Cloud Architecture Patterns @ Book

http://www.amazon.com/Cloud-Architecture-Patterns-Using-Microsoft/dp/1449319777

I just got some interests on cloud technologies, after watching videos about parallel/concurrent processing. The scalable application pattern would be getting more important lately, along with the surge of cloud-based platform providers.

This book is mainly using Windows Azure as examples for providing concrete description, but fundamentals would be applicable for most of the providers.

Notes

  • “Sticky session” can be used for keep assigning the same server to a certain user. However, recommended cloud-native approach is to have stateless nodes for scaling horizontally well.

  • Queue workflow pattern can be used for decoupling layers (e.g. presentation payer and service layer). One consideration is Idempotent Component. It’s is easy to prescribe, but not always easy to implement.

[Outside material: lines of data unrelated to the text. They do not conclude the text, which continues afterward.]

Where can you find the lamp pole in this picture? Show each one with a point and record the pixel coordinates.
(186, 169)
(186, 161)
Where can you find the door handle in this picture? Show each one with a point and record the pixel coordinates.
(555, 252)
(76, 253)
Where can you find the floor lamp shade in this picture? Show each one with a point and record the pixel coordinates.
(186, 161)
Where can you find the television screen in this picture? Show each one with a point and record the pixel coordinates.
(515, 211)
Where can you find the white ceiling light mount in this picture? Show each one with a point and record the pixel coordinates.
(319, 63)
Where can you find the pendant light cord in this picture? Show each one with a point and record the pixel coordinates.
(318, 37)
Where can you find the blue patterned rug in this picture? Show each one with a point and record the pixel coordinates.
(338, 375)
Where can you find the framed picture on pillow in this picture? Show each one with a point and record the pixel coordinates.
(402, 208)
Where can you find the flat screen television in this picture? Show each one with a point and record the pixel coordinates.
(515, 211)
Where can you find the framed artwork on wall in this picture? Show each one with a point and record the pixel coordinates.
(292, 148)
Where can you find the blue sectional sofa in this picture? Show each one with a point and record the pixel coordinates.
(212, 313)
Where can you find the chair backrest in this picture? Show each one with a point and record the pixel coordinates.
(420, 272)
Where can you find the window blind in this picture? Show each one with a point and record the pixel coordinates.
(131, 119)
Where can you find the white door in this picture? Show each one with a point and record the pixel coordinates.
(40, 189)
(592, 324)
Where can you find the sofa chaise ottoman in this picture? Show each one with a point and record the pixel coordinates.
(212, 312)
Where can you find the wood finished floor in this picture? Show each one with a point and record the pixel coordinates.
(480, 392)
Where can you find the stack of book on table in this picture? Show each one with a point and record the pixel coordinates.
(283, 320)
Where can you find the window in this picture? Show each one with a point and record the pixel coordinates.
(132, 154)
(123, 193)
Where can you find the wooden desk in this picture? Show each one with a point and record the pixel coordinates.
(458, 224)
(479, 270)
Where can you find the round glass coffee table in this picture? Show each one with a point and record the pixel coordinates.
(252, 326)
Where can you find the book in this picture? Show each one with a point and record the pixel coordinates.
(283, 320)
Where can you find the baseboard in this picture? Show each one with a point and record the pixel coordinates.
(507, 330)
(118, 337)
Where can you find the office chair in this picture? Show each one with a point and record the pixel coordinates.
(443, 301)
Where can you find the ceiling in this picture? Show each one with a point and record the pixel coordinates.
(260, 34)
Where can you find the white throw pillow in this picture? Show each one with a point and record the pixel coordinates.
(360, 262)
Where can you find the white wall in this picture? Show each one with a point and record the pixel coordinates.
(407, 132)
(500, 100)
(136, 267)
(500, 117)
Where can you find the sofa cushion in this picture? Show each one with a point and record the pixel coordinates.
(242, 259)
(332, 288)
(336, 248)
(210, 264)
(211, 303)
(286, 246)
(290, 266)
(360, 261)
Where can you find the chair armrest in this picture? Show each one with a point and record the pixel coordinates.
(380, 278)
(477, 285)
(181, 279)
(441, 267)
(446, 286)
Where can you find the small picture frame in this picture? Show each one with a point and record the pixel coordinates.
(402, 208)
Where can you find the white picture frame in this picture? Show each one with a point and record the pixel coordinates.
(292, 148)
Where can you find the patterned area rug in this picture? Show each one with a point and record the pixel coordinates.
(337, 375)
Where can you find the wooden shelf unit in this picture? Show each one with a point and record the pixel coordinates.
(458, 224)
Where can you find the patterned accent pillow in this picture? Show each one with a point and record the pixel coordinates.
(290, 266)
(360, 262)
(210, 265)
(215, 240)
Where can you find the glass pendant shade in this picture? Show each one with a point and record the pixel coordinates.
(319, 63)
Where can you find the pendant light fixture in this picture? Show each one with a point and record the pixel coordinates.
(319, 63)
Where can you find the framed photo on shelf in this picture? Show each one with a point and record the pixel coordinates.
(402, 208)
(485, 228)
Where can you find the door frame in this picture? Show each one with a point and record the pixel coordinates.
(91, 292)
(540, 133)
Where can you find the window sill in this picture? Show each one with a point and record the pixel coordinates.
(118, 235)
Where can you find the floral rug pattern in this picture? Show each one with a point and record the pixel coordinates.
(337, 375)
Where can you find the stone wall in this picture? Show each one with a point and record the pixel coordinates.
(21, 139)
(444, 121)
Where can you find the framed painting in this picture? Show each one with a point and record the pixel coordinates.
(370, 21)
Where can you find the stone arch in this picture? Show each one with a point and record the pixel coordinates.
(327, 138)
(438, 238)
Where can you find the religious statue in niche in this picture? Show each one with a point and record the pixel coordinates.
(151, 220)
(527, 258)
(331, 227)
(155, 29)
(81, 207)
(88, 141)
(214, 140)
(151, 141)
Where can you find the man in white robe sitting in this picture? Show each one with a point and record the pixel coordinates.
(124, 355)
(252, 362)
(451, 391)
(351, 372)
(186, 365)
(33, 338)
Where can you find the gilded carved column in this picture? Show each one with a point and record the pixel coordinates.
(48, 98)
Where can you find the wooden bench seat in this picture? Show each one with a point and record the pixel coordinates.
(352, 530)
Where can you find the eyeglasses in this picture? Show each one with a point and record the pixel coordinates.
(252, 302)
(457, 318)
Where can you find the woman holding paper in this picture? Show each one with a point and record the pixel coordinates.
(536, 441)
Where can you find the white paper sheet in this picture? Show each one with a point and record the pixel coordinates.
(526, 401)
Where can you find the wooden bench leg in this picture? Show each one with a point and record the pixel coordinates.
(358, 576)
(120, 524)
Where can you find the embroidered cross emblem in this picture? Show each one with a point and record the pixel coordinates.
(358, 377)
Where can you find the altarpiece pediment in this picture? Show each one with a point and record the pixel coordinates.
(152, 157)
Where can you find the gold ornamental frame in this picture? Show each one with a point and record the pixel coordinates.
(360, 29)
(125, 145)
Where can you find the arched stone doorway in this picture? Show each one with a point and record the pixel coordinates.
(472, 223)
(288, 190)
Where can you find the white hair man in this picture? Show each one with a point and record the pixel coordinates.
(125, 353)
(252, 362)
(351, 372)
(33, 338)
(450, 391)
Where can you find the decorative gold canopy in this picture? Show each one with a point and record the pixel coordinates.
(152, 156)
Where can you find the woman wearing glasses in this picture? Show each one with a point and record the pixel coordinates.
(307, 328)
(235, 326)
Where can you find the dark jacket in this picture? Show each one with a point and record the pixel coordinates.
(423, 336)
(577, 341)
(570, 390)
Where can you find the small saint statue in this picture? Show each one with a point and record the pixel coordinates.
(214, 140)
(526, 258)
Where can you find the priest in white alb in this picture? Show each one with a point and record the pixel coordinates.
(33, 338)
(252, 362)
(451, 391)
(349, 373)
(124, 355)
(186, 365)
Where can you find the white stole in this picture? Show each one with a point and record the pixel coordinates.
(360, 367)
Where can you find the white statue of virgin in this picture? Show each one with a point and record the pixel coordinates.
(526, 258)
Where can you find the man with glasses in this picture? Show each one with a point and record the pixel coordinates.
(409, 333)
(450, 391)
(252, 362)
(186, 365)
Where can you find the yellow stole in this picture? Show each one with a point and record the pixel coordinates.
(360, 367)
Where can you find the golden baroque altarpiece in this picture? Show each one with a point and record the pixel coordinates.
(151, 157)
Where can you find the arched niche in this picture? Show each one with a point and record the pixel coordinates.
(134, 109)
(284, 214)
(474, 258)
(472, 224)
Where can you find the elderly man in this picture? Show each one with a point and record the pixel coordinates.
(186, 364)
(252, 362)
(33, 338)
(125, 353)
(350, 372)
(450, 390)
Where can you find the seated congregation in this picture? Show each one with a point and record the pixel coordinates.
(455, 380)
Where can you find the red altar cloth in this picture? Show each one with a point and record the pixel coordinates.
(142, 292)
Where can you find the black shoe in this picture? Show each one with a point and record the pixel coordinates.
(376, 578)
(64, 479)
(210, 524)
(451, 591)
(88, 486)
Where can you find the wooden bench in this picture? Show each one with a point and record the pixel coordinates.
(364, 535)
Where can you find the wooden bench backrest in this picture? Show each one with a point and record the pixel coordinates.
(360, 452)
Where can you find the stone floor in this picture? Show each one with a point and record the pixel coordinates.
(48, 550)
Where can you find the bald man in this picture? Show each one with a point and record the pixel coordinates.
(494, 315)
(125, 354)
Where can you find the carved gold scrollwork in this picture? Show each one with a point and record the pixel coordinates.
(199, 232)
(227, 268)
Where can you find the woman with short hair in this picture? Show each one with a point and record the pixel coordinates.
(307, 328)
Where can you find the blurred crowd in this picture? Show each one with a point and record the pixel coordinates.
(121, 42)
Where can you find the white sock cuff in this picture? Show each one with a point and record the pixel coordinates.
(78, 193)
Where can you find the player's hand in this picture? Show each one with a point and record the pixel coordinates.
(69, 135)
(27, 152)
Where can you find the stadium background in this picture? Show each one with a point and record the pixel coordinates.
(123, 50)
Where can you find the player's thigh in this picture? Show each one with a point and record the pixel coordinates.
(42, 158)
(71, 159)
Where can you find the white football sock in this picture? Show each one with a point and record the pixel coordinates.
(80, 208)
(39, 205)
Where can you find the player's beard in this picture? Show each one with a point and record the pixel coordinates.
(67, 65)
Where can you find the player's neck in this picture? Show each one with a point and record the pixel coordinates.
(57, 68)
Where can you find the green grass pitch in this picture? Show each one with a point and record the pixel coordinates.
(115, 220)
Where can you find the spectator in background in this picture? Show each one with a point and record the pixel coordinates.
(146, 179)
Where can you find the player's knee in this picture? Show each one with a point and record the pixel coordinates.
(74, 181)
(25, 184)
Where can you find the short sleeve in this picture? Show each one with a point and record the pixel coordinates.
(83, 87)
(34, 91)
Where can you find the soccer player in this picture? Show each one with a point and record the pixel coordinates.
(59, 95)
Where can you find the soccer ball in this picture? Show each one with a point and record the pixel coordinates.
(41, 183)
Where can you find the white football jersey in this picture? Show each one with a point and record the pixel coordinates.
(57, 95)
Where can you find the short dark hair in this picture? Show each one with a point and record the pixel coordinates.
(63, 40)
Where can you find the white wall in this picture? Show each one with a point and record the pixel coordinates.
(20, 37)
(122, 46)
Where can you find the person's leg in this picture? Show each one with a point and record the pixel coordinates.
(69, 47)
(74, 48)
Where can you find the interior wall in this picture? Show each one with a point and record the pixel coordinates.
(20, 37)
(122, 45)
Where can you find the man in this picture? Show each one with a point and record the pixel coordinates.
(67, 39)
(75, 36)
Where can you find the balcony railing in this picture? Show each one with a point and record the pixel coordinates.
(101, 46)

  • Auto-scaling pattern is useful for optimizing cost with limited efforts. The trigger can be schedule-based or dynamic logic based on metrics like “average queue length”.

    • Auto-scaling shouldn’t be too responsive to the workload change. Each provider has rules for billing for certain clock-hour, like 30 minutes or one hour. Need to check the documentation at first.
  • Database sharding provides a way to separate data into multiple nodes.

    • In Windows Azure, “SQL Azure” provides sharding through “federations”. Also, NoSQL service through Table Storage Service can be an alternative option.
  • Cloud-native world tends to focus more on MTTR than MTBF. Many cloud services use commodity hardwares with certain error-rate. However, your service doesn’t have to fail frequently, and hardware failure should impact only a small fraction.

  • Busy signals need to be separated from error signals. Basic approach for busy signals are just retry. Least aggressive approach is retry with increasing delays (delay can be increased in linear or exponential).

    • Error retry is not so uncommon. One stat in Azure was that among 1 million 4MB-file uploads, around 1.8% of the files required at least one retry.